Throughout the seminar, there was discussion about how existing research and the planned research of BASIC conceptualises ‘dependency’. There was agreement in the online chat that we need to be careful about the way in which the term is used, as it is often done so pejoratively. When thinking about how people rely on social protection, it is important to bring in a rights-based approach that focuses on how people rights and entitlements into crisis contexts. This may be a way to frame how people depend on assistance more positively.
Bridging the gaps: intersections and coordination
There were questions raised during the seminar about whether BASIC Research will be looking into the intersections between climate and conflict – this is a central theme of our work and is explored in a recent working paper on climate resilience and social assistance. Attendees also asked about how BASIC Research will address the inclusion of migrants, refugees and displaced people in systems for assistance, something we have also written about in the first series of working papers. We hope to explore this further to build on the body of existing work. This type of coordination is essential, as Carla Lacerda (UNICEF) mentions with reference to the newly agreed model for cash coordination. Further to this, looking at how humanitarian actors are working together in the current context of Ukraine is an opportunity to action some of the lessons learnt.

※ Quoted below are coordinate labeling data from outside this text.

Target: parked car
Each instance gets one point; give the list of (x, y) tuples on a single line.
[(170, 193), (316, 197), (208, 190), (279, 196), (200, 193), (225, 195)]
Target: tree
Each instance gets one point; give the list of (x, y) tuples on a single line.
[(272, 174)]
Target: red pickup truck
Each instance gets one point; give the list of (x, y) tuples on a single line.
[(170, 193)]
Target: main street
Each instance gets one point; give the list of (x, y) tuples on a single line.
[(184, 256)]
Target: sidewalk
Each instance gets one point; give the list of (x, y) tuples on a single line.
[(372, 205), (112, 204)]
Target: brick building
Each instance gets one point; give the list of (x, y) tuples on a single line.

To keep up to date with the latest BASIC Research events and publications, be sure to follow our LinkedIn page. If you are interested in building on the above discussions, there is a bi-weekly Hangout on Social Protection in Crisis Contexts, as mentioned by Zehra Rizvi. The first Hangout was on Wednesday 9 March 2022. The Hangout is a place for practitioners to meet and network in an informal setting with light facilitation, an open environment, and no agency hats. It is open to all and it uses Chatham House rules, which means there are no notes or recordings. There is also a BASIC Research roundtable planned for 30 March 2022 which will be followed by a series of online debates. As we begin the implementation phase of BASIC Research, we look forward to continuous engagement and collaboration with researchers and practitioners exploring social protection in crises and look forward to building on the vibrant community in this space.